2.3.7 Planning: Tower of London

A computerized version of the Tower of London was applied (Krikorian et al., 1994). Each time, the target state was presented in the upper field of the screen. In order to match the goal configuration, the participants operated on the initial state in the lower half of the screen, using a computer-mouse to move the balls, either alone or with the help of an experimenter (if they had problems using the computer-mouse correctly). Children were told to transform the initial state into the goal state in a predetermined minimum number of moves while following five rules: (1) only one ball may be moved at a time, (2) more than one ball could not be picked up at any time, (3) the balls may not be placed anywhere else other than the three pegs, (4) a ball in the lower row cannot be moved when another ball is laying above, and (5) three balls could be placed on the left peg, two on the middle peg, and only one ball on the right peg.
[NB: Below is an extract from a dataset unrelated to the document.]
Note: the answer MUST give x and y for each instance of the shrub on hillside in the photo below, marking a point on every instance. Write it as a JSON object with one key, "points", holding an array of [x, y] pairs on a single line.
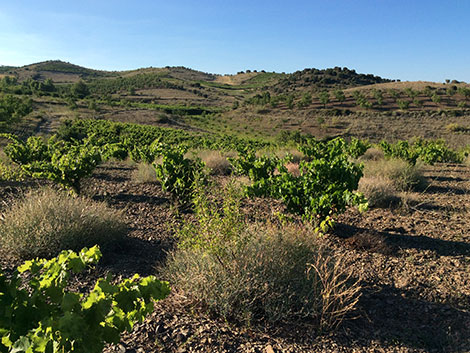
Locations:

The task contains 1 practice problem and 12 test problems (each child had to face all the trials). The scoring method was adapted from Shallice (1982), and it involved summing the correctly solved trials within the allowed number of moves (range: 0-12).

2.3.8 Selective attention

The sub-test Selective attention from the IDS-P Intelligence and Development Scales for Pre-school Children (Grob et al., 2015) Polish-version was applied. The children were asked to sort the cards depicting ducks according to the color of their beaks (yellow vs. white). Some of the cards had a yellow sun drawn on them, but the children were to ignore them. The score is the sum of correctly sorted cards within 90 s (range: 0–72).

2.3.9 General intelligence: Raven’s Colored Progressive Matrices

The RCPM (Szustrowa and Jaworowska, 2003) was administered individually, without time limit, in the book format, according to Raven’s procedure (Raven et al., 1995). Children were asked to choose the missing element from six options in a drawing. One point was given for each correct answer, and the total score was the sum of the correct answers, with a maximum score of 36.

2.3.10 Language ability: Picture Vocabulary Test – Comprehension

The Picture Vocabulary Test – Comprehension (Haman et al., 2012) is a normalized diagnostic tool designed to assess the language ability of Polish-speaking children aged 2–12 years. The task measured the comprehension of nouns, verbs, and adjectives. Each item was accompanied by four colored pictures. One picture depicted the target word and the three other pictures were foils. The Picture Vocabulary Test was calculated by summing up the number of correct answers (range: 0–86).

2.4 Procedure

The children were individually tested in a small room during two sessions separated by several days. All testing sessions were carried out in a quiet environment to ensure minimal distraction for the children. Each session, lasting approximately 40 min, was recorded. Specific tests were additionally assessed for reliability by two coders on a randomly selected 10% of the sample for each test.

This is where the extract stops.